Back on the topic of MMORPGs though, I think Final Fantasy has better content pacing than other games and especially to World of Warcraft in particular. WoW expansions are typically frontloaded with the full content cycle in the initial 12 or so months and then you spend a year playing the last patch. I’d rather okay an even spread of content every four months instead of the game consuming my time for a year and then leaving me hanging for another.

The longest gap between a patch and an expansion releasing was the end of Mists of Pandaria into Warlords of Draenor at 14 months.

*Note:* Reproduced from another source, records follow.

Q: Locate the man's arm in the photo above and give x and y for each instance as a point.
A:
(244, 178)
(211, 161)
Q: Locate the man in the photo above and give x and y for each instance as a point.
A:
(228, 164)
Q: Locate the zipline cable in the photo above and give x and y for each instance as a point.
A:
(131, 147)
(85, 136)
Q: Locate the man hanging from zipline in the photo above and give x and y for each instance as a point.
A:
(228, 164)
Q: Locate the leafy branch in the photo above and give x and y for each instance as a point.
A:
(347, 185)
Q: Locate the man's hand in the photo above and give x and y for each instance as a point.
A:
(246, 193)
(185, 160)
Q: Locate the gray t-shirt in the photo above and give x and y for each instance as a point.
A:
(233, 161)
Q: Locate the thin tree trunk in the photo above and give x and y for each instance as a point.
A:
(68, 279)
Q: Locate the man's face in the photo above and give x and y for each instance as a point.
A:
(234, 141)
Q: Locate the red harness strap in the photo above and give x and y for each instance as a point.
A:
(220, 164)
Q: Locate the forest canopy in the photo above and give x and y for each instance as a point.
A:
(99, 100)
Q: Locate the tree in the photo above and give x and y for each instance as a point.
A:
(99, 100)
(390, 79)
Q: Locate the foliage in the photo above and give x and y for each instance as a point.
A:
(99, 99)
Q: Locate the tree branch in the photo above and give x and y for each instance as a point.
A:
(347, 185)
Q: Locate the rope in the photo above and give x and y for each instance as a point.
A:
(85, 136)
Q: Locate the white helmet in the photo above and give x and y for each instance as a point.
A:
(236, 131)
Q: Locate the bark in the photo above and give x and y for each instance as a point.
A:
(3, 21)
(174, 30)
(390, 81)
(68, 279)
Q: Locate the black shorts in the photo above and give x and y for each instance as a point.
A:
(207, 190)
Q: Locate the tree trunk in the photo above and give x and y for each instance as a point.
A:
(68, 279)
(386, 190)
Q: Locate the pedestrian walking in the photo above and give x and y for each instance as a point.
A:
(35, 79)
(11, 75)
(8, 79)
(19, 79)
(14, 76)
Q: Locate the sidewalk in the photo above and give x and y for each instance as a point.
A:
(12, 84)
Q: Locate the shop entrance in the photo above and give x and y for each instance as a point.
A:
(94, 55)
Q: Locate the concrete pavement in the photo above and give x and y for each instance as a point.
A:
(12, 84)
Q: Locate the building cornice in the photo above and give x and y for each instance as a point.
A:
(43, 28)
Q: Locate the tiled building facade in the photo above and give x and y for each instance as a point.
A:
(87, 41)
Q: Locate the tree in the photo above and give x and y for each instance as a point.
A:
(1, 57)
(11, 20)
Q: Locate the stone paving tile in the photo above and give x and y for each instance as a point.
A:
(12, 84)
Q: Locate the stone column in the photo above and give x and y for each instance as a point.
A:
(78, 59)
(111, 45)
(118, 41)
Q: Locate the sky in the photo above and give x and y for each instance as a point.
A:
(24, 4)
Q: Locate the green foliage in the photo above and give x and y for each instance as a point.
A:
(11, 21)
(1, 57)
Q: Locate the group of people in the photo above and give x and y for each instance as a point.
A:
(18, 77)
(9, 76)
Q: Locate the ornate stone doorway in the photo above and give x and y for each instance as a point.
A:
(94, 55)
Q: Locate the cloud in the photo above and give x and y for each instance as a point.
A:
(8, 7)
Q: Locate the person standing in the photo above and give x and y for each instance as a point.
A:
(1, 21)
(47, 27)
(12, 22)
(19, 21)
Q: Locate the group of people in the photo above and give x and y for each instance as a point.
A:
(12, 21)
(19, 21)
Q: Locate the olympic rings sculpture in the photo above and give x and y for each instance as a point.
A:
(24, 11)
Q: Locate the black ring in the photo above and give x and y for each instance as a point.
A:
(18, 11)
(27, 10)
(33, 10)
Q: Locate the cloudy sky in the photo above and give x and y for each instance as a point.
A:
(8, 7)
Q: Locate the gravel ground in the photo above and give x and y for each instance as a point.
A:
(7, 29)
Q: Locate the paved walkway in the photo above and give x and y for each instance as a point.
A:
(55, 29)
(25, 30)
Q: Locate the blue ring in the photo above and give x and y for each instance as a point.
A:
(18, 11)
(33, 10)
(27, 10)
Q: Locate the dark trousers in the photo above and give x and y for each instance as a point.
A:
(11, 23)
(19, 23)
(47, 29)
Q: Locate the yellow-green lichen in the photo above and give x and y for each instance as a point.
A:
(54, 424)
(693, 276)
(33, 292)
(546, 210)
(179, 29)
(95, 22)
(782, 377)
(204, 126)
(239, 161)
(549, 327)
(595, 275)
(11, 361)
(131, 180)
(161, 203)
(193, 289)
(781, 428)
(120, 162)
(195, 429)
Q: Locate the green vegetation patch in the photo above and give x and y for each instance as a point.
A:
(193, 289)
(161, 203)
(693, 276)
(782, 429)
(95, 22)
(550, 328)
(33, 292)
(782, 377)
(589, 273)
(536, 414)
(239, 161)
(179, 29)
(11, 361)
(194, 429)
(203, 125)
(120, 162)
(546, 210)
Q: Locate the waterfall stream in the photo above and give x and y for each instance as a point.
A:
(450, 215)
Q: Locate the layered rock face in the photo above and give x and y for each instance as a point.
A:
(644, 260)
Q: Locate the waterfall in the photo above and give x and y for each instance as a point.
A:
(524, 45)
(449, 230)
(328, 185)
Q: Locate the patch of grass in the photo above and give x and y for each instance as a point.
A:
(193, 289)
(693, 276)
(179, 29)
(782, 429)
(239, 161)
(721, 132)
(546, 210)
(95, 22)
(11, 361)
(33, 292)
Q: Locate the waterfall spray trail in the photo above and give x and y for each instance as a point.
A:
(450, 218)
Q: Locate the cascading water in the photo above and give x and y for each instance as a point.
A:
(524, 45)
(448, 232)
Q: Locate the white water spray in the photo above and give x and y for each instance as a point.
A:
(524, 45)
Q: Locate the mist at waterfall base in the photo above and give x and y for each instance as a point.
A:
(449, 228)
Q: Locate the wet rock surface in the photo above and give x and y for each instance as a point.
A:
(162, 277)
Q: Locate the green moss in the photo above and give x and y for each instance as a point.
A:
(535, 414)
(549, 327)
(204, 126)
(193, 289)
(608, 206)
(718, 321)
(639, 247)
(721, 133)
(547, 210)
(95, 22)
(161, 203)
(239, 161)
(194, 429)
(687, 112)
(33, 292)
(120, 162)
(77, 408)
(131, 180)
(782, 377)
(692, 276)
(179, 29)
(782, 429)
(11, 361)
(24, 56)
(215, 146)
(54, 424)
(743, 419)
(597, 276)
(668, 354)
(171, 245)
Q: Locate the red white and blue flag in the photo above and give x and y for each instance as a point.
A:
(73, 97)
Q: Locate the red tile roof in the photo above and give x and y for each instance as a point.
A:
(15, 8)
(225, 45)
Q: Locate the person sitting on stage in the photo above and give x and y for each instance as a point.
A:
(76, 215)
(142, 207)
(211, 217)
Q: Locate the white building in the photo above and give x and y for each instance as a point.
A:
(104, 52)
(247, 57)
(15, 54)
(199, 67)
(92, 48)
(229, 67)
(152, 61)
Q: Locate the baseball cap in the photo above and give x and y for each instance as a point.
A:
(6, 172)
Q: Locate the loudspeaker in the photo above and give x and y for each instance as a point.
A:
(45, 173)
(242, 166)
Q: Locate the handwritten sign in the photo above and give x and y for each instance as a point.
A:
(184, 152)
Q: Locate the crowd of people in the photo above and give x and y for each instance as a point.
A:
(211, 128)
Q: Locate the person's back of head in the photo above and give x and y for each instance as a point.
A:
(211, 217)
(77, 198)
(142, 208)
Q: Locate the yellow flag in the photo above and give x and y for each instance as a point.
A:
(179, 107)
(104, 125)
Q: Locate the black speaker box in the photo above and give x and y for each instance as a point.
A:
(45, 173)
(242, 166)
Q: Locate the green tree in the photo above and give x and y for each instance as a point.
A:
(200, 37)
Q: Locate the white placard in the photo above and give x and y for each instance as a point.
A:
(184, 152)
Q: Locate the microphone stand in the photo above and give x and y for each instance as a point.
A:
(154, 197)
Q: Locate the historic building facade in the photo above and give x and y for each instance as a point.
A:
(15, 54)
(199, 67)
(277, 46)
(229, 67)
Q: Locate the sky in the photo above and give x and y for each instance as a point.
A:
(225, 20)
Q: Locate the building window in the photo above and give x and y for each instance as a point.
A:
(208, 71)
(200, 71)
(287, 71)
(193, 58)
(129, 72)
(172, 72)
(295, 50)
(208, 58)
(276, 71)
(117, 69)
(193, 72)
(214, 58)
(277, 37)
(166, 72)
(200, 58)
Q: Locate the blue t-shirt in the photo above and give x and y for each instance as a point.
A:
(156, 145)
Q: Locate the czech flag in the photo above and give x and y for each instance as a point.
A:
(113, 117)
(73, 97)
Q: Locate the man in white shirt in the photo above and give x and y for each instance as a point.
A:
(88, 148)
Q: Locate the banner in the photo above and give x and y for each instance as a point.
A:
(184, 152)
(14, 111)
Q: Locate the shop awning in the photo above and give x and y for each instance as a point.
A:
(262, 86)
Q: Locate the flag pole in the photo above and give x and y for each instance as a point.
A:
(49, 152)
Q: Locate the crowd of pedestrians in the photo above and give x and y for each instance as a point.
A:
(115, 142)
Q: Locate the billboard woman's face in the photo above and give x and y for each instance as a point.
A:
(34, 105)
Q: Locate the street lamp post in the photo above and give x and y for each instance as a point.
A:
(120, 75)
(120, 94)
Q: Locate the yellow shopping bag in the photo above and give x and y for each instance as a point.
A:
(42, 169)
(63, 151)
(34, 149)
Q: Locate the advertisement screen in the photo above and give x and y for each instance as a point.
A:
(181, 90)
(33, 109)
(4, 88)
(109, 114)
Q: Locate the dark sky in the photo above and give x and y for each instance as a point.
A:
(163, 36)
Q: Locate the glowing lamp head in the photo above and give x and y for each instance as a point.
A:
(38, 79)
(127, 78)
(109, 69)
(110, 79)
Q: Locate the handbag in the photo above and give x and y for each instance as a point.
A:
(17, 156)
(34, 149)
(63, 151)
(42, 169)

The big expansion releases are important in these games so you can’t do those faster (Blizzard tried and it failed before they even released anything) so the question then becomes how do you pace content between expansion drops.

I’d happily play FFXIV with patches every four months so I get good hoses of content but then periods of “raid logging” to clear and gear before going offline to play a story game. Today is reset day so I’ll do my reset activities and then not play until Saturday to collect weekly cactpot. Rather than being given a reason to log in that’s fairly arbitrary, I’m free to do other things such as play Gran Turismo 7 when it releases on Friday.